Enfin, son attitude est marquée par une profonde humilité, qui demeure l’une des armes spirituelles les plus décisives. Sans chercher à se mettre en avant, ni à fuir ses responsabilités, il accomplit sa mission avec fidélité, laissant toute la place à Jésus et à Marie.
Nazareth, école de la petite voie
Avant même que Sainte Thérèse de l’Enfant-Jésus ne l’exprime avec tant de lumière, saint Joseph en avait déjà vécu l’esprit : une sainteté faite de fidélité quotidienne, de simplicité et d’amour dans les choses ordinaires de la vie.
Lui qui était destiné à être roi d’Israël accepte humblement de se mettre au service du Roi des rois, vivant dans la discrétion et l’effacement de Nazareth.
Nazareth apparaît ainsi comme la première école de cette petite voie de sainteté. Dans la fidélité silencieuse au devoir quotidien, saint Joseph nous montre que l’amour de Dieu se vit d’abord dans la constance, l’humilité et la confiance.
Mais Nazareth révèle aussi un chemin spirituel très profond : aller à Jésus avec Marie. Toute la vie de saint Joseph est tournée vers Jésus, mais toujours dans l’union avec Marie. Servir Jésus, pour lui, c’est aussi aimer, protéger et servir Marie.
Ainsi se dessine déjà ce chemin spirituel contemplé plus tard par de nombreux saints : aller à Jésus par Marie, dans la simplicité et la confiance. Joseph en est, en quelque sorte, le premier témoin silencieux. Dans la maison de Nazareth, il apprend à aimer Jésus avec le cœur de Marie et à vivre chaque jour dans cette communion d’amour.
Dans un poème consacré à saint Joseph, Sainte Thérèse de l’Enfant-Jésus contemple précisément cette vie cachée et écrit :
« Comme vous dans la solitude
Nous servons Marie et Jésus
Leur plaire est notre seule étude
Nous ne désirons rien de plus... »
Ces vers résument admirablement l’esprit de la petite voie : servir Dieu dans la simplicité, vivre dans la présence de Jésus et de Marie, et chercher avant tout à leur plaire.

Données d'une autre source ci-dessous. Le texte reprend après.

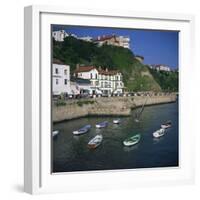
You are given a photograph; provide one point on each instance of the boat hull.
(132, 140)
(159, 133)
(165, 126)
(95, 142)
(102, 125)
(116, 121)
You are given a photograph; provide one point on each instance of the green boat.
(132, 140)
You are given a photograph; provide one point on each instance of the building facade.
(120, 41)
(163, 68)
(102, 81)
(59, 35)
(60, 78)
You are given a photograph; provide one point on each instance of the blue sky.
(157, 47)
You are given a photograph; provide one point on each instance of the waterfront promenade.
(112, 106)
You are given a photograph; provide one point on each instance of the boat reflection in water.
(71, 153)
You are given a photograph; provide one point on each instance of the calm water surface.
(70, 153)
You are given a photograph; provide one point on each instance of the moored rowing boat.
(132, 140)
(82, 130)
(95, 142)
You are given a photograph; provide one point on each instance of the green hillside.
(136, 76)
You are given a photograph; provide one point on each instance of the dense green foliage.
(136, 76)
(167, 80)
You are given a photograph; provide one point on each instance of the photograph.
(114, 98)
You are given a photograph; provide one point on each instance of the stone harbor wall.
(110, 106)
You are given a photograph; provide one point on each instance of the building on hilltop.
(104, 81)
(60, 78)
(59, 35)
(120, 41)
(162, 68)
(86, 38)
(139, 58)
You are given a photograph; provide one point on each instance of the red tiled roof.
(103, 38)
(85, 69)
(101, 71)
(109, 72)
(57, 61)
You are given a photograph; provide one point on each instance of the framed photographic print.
(104, 99)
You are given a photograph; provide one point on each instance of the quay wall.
(116, 106)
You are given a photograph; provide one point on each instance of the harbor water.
(71, 153)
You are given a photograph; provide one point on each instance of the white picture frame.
(37, 131)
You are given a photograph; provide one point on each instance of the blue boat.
(82, 130)
(102, 124)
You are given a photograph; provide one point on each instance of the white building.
(104, 81)
(60, 78)
(60, 35)
(163, 68)
(86, 38)
(120, 41)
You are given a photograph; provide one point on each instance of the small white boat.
(95, 142)
(159, 133)
(102, 124)
(82, 130)
(54, 133)
(166, 125)
(132, 140)
(116, 121)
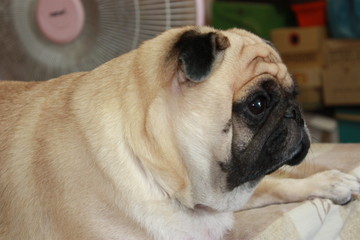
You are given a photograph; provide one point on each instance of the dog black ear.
(198, 51)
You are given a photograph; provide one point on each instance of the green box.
(348, 124)
(258, 18)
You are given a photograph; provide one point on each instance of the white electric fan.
(42, 39)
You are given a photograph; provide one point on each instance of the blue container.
(344, 18)
(348, 124)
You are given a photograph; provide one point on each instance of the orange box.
(310, 13)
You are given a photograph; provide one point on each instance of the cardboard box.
(341, 85)
(300, 46)
(342, 52)
(342, 72)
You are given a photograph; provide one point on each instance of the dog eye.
(258, 105)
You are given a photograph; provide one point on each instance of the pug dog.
(164, 142)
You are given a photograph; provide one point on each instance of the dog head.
(228, 106)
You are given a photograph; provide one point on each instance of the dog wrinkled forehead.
(255, 57)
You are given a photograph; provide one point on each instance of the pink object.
(61, 21)
(200, 12)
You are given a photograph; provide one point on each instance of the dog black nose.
(293, 112)
(290, 113)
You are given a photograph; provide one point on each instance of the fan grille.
(111, 28)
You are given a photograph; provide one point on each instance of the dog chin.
(230, 201)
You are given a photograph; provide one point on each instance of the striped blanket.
(313, 219)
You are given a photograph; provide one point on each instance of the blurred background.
(319, 40)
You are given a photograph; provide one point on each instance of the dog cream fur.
(124, 151)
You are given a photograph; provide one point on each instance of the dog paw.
(334, 185)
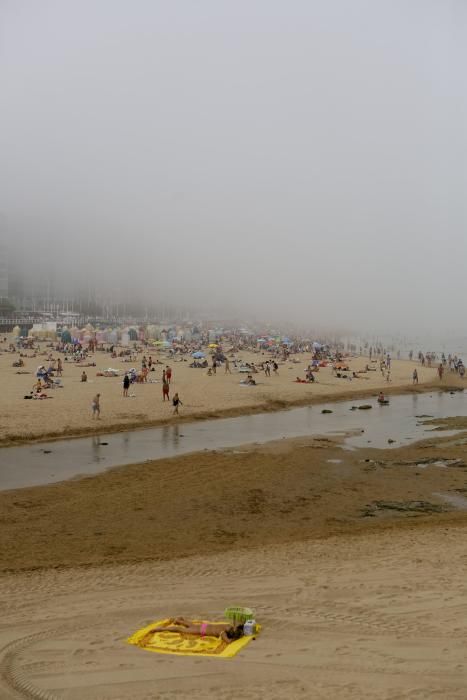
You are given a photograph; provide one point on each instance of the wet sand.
(68, 412)
(354, 561)
(208, 502)
(357, 572)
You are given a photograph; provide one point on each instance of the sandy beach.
(353, 561)
(68, 411)
(375, 618)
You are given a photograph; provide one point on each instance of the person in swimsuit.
(224, 630)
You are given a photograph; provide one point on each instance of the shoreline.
(330, 493)
(234, 412)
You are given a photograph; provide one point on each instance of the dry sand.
(353, 607)
(68, 412)
(359, 600)
(373, 618)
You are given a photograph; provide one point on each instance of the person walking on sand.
(126, 384)
(176, 403)
(96, 406)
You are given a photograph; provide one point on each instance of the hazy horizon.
(301, 160)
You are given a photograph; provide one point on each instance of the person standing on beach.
(96, 406)
(176, 403)
(126, 384)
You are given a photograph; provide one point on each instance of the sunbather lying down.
(226, 631)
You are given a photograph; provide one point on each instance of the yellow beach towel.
(185, 644)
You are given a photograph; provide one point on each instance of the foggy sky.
(304, 159)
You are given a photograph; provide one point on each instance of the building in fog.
(4, 290)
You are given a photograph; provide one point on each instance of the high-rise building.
(3, 271)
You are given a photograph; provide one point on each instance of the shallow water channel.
(45, 463)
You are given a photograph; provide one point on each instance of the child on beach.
(96, 406)
(176, 402)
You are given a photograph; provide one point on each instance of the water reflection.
(385, 427)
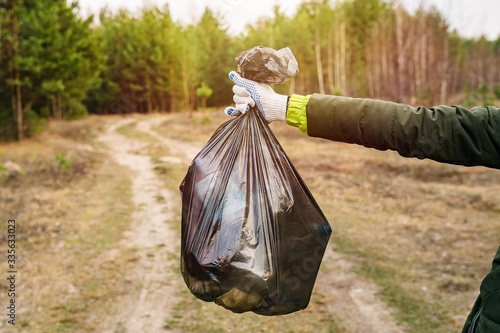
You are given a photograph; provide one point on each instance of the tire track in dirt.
(345, 295)
(351, 299)
(154, 276)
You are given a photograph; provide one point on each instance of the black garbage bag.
(253, 236)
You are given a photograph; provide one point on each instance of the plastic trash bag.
(253, 236)
(265, 65)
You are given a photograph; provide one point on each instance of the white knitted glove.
(250, 93)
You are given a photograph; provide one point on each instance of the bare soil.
(145, 308)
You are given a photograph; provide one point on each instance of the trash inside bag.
(253, 237)
(265, 65)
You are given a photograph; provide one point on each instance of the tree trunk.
(148, 93)
(444, 81)
(401, 57)
(16, 98)
(343, 76)
(173, 101)
(318, 63)
(331, 83)
(185, 85)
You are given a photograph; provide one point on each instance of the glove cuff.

Ainsi, à l’école de saint Joseph, nous découvrons que la vraie grandeur spirituelle se cache souvent dans les gestes les plus simples. La fidélité aux petites choses, vécue avec amour, devient alors un véritable chemin de sainteté.
À l’école de saint Joseph, nous comprenons que la sainteté ne se construit pas d’abord dans les grandes œuvres visibles, mais dans la fidélité humble aux petites choses de chaque jour. Là où Dieu nous place, dans le silence du devoir accompli et dans la confiance, se trouve déjà le chemin qui conduit à Lui.
Cette sagesse spirituelle rejoint l’enseignement de Saint François de Sales, qui écrivait :
« Chacun aime selon son goût, peu aiment selon leur devoir et le goût du Seigneur. »
Elle éclaire aussi l’appel transmis à la Vénérable Sœur Lucie de Fatima :
« Notre-Seigneur fit savoir à sœur Lucie qu’Il nous demandait surtout de mener une vie de justice dans l’observance de sa loi et l’accomplissement de son propre devoir d’état. »
Sœur Lucie expliquait elle-même :
« Voici la pénitence que le bon Dieu demande aujourd’hui : c’est le sacrifice que chacun doit s’imposer pour mener une vie de justice dans l’observance de sa loi. Il désire que l’on fasse connaître clairement cette voie aux âmes, car beaucoup donnent au mot “pénitence” le sens de grandes austérités ; et comme elles ne se sentent ni la force ni la générosité pour cela, elles se découragent et se laissent aller à une vie de tiédeur et de péché. »
Elle rapporte encore ces paroles du Seigneur :
« Le sacrifice qu’exige de chacun l’accomplissement de son propre devoir et l’observance de ma loi, voilà la pénitence que je demande et que j’exige maintenant. »
Ainsi, dans la lumière de saint Joseph, se dessine un chemin très simple et très profond : vivre fidèlement sa vocation, accomplir chaque jour son devoir d’état avec amour, et marcher humblement sous le regard de Dieu. N’est-ce pas là, précisément, chercher à être juste ? C’est en tout cas sur cette petite voie, ouverte par saint Joseph, que nous aimerions marcher, car elle ouvre, silencieusement, sur le chemin qui conduit à Jésus par Marie.